Not only has the health exchange failed to issue coverage cards to some enrollees; it also didn’t manage to get the bills out until after the payment date had already passed. From the Las Vegas Review-Journal:

A computer glitch delayed February premium notices from being sent out on time.

The invoices should have been mailed by Jan. 15, said CJ Bawden, spokesman for Nevada Health Link. Instead, some were mailed Friday, and the rest will be sent by Monday.

That means the bills will arrive after the due date of Jan. 25. . . .

Xerox State Healthcare is the private contractor that designed and set up Nevada’s online insurance portal.

The company was awarded a $75 million contract paid for with federal grants to build and operate Nevada’s system, part of the federal health care reform law.

Meanwhile, some who have managed to successfully buy coverage are finding their plans have changed drastically. The Review-Journal reports:

[Lenora] Kaplan, a businesswoman who runs a local marketing and media-training company, bought her policy in mid-December via the new Silver State Health Insurance Exchange. Her main requirement while plan-shopping? That the three doctors she sees for routine care were in the provider network.

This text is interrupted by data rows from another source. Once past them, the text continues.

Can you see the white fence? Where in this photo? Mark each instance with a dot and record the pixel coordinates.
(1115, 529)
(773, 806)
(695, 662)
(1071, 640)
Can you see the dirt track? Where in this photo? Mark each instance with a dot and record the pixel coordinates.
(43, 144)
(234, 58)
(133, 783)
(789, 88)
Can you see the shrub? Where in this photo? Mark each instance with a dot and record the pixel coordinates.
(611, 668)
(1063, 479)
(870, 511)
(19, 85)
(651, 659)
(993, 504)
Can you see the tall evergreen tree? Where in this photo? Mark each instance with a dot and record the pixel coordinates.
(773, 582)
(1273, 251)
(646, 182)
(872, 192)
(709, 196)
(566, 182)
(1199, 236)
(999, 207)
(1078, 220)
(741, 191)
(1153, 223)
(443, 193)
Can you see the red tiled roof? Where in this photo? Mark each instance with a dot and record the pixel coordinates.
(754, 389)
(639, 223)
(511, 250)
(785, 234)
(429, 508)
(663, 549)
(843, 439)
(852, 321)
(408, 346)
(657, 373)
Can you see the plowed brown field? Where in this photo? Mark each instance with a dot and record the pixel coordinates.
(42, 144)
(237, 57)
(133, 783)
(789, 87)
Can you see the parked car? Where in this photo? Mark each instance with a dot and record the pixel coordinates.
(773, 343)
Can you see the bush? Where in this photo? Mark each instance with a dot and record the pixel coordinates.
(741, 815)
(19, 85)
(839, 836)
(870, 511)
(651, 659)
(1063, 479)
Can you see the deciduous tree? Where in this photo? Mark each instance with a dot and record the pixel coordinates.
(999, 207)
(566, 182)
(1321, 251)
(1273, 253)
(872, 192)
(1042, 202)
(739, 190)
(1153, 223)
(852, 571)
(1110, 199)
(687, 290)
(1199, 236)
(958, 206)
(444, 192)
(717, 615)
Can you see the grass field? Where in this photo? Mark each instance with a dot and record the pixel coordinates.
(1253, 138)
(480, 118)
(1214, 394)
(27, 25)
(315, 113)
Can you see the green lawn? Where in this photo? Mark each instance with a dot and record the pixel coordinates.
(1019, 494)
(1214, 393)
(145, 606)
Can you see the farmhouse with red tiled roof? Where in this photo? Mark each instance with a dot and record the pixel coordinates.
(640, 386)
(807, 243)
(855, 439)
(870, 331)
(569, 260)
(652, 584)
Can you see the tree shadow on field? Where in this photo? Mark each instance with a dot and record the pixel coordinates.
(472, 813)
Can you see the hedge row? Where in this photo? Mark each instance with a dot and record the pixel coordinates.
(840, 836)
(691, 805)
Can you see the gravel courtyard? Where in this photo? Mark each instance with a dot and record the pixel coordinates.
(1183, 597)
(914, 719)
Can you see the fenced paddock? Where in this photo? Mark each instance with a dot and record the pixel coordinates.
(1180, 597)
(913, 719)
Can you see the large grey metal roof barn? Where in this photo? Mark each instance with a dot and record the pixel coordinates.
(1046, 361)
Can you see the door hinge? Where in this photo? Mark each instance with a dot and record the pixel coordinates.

She thought she’d found just the coverage through Nevada Health CO-OP, a new, nonprofit insurer that listed her existing doctors in its network.

But when Kaplan asked the CO-OP last week for a new list so she could find an internist, the updated version they sent her didn’t have any of her doctors on it. Kaplan called to ask why, and said she was told that doctors can opt out of a network at any time.

“I’m paying $388 (in monthly premiums) for a plan that none of my doctors are in. Now I need to know what to do,” she said.

The CO-OP released a wide-ranging statement late Monday that blamed the state exchange’s website, Nevada Health Link, for its woes, though the insurer’s comments focused on not getting “full membership information” from the exchange, rather than explaining why it’s having network problems. The statement did say that provider networks “sometimes change as both insurers and doctors make changes to their practice.” But the CO-OP’s problems seem to affect only it.

CO-OP is an ObamaCare invention with connections to the same Culinary Union that was caught on tape bullying Las Vegas tourists earlier this year. Along with two other groups, it got big federal money:

It wasn’t supposed to be this way for the CO-OP, part of a relatively simple concept added to the Affordable Care Act to create consumer-driven, locally based health plans for state insurance exchanges. The Nevada Health CO-OP has three sponsors: the Culinary Local 226’s Health Fund; its national parent, UNITE HERE Health; and the Health Services Coalition, a local consumer-advocacy group that negotiates health care costs and tracks quality of care for more than 300,000 members employed through cities, unions and major companies.

The sponsors won the federal contract — and $65.9 million in federal startup loans — in May 2012. CO-OP officials planned to double up on the Culinary’s existing, extensive provider networks

Kaplan isn’t the only one having difficulties, either:

Also last week, an administrator for a local allergy and asthma doctor [said] neither he nor any other allergy specialists in town have signed contracts with the CO-OP. The doctor’s staffer [said] the office has nonetheless cared for a dozen CO-OP members “just for the good of the order, to take care of people.” . . .

The CO-OP’s Facebook page carries a number of consumer complaints, including one from a woman who said the only plan-based gynecologist near her has three malpractice allegations on his record. Another post was from a woman who described being “escorted” out of her primary-care doctor’s office for having “unbillable” coverage.